A tale of unconditional across-the-tracks friendship from Prasun Chatterjee between two kids in a dirt-poor West Bengali village riven by religious conflict.

“Fire in the Mountains,” (Ajitpal Singh; Ajay Rai, Jar Pictures, Mauli Singh; India)

Singh’s debut feature, formerly known as “Swizerland,” set in a Himalayan village, about the clash of two world views: A mother who saves to construct a road for her special needs son, while her husband aims to use the money for a Shamanic healing ritual.

“Pedro,” (Natesh Hegde; Rishab Shetty, Rishab Shetty Films; India)

A middle-aged electrician in a remote village accidentally commits a disgraceful act, his village’s reaction proving unexpected.

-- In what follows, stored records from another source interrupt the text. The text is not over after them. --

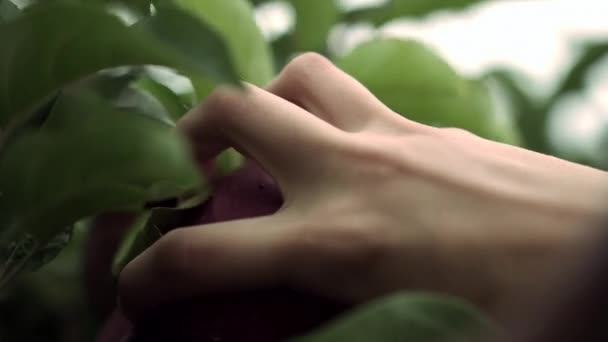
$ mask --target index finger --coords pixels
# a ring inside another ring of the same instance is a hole
[[[310,160],[338,141],[340,131],[297,105],[247,85],[220,87],[179,123],[198,159],[232,146],[268,171],[283,189],[318,165]]]

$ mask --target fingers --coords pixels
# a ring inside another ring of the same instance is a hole
[[[266,89],[347,132],[390,131],[397,118],[401,123],[407,121],[353,77],[315,53],[295,58]]]
[[[121,308],[133,319],[197,294],[280,285],[290,224],[273,215],[171,231],[122,271]]]
[[[335,145],[340,131],[304,109],[255,86],[219,88],[178,128],[199,160],[233,146],[257,160],[283,188],[311,172],[310,160]],[[318,166],[314,165],[315,167]]]

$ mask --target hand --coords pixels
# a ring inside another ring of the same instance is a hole
[[[197,294],[284,285],[349,302],[437,290],[493,310],[591,236],[599,170],[392,112],[305,54],[263,90],[215,91],[179,123],[195,155],[256,159],[273,215],[178,229],[121,274],[131,315]]]

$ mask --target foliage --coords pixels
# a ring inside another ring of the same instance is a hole
[[[466,302],[431,293],[375,300],[293,342],[457,342],[496,337],[498,329]]]
[[[338,23],[381,25],[479,0],[391,0],[356,11],[330,0],[288,0],[296,24],[274,42],[264,39],[252,15],[263,2],[54,0],[19,9],[0,0],[0,306],[18,300],[24,308],[47,310],[39,303],[77,302],[65,299],[61,290],[39,289],[61,265],[72,263],[66,268],[74,269],[81,255],[65,251],[81,243],[81,238],[68,240],[83,220],[114,210],[140,216],[116,258],[118,270],[158,238],[155,229],[163,222],[179,221],[179,215],[205,199],[212,189],[175,122],[218,84],[238,87],[242,80],[263,86],[293,54],[327,54],[328,34]],[[120,20],[110,4],[122,6],[135,22]],[[334,62],[408,118],[506,143],[517,143],[520,130],[526,147],[551,152],[543,133],[549,111],[564,94],[582,88],[589,68],[607,52],[606,44],[585,47],[555,94],[542,101],[527,95],[513,71],[464,77],[416,41],[375,39]],[[150,65],[171,68],[192,90],[178,92],[159,81]],[[509,94],[516,128],[496,120],[489,80]],[[241,156],[228,150],[218,168],[230,172],[240,162]],[[198,202],[184,201],[192,198]],[[159,207],[164,200],[177,204]],[[61,252],[66,244],[69,248]],[[57,254],[60,258],[52,261]],[[17,277],[49,262],[37,273]],[[71,272],[61,281],[74,286],[80,276]],[[36,303],[26,302],[28,296]],[[364,336],[430,341],[481,322],[466,305],[452,304],[406,294],[370,304],[298,341]],[[16,322],[2,329],[19,327]],[[403,335],[386,335],[387,327],[399,327],[394,331]],[[25,338],[5,333],[0,340]]]

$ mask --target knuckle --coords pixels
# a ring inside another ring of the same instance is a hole
[[[377,226],[347,221],[302,227],[295,249],[303,256],[315,255],[335,269],[361,272],[372,268],[390,249],[389,239]]]
[[[319,69],[331,67],[332,63],[316,52],[306,52],[294,58],[285,67],[286,72],[309,73]]]
[[[183,277],[191,271],[192,240],[186,233],[185,229],[172,230],[152,246],[154,265],[164,276]]]
[[[474,136],[473,133],[467,131],[464,128],[459,128],[459,127],[445,127],[445,128],[441,128],[441,132],[443,134],[446,134],[446,135],[452,136],[452,137],[469,137],[469,136]]]
[[[281,72],[280,83],[290,92],[290,96],[301,96],[307,93],[311,80],[316,73],[327,71],[332,67],[331,62],[314,52],[304,53],[294,58]]]
[[[204,112],[209,121],[229,122],[247,106],[246,94],[228,87],[218,87],[205,99]]]

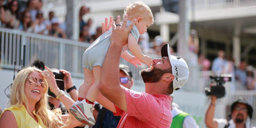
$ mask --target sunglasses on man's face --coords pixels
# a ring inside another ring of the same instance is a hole
[[[29,79],[29,84],[30,84],[31,85],[34,85],[38,81],[41,84],[41,86],[42,87],[45,87],[45,82],[43,79],[37,79],[33,76],[28,77],[27,78]]]
[[[120,78],[120,82],[122,84],[125,84],[128,82],[128,81],[131,80],[131,78],[127,77],[123,77]]]

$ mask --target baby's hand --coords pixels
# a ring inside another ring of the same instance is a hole
[[[142,62],[147,64],[148,67],[150,67],[150,65],[153,64],[153,61],[151,57],[147,55],[144,55],[144,58]]]
[[[139,67],[137,64],[141,65],[141,61],[140,61],[139,59],[138,59],[136,57],[134,56],[133,56],[131,57],[131,59],[130,60],[129,62],[133,64],[137,68]]]

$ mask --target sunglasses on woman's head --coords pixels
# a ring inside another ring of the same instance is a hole
[[[44,79],[37,79],[33,76],[28,77],[27,78],[29,79],[29,84],[30,84],[31,85],[34,85],[35,84],[37,81],[38,81],[41,84],[42,87],[44,87],[45,86],[45,81]]]
[[[127,77],[123,77],[120,78],[120,82],[122,84],[125,84],[128,82],[128,81],[131,80],[131,78]]]

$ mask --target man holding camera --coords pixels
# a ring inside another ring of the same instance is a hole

“Shankar’s Fairies;” (Irfana Majumdar; Nita Kumar, Nita Kumar Productions; India)

Irfana Majumdar’s debut, a period drama set in a socially stratified 1962 Luknow, about the friendship between a little girl in a well-off family and her family servant.

“The Knot,” (Ashish Pant; Kartikeya Singh, Route One Productions; India)

A middle-class couple reacts differently to a car accident.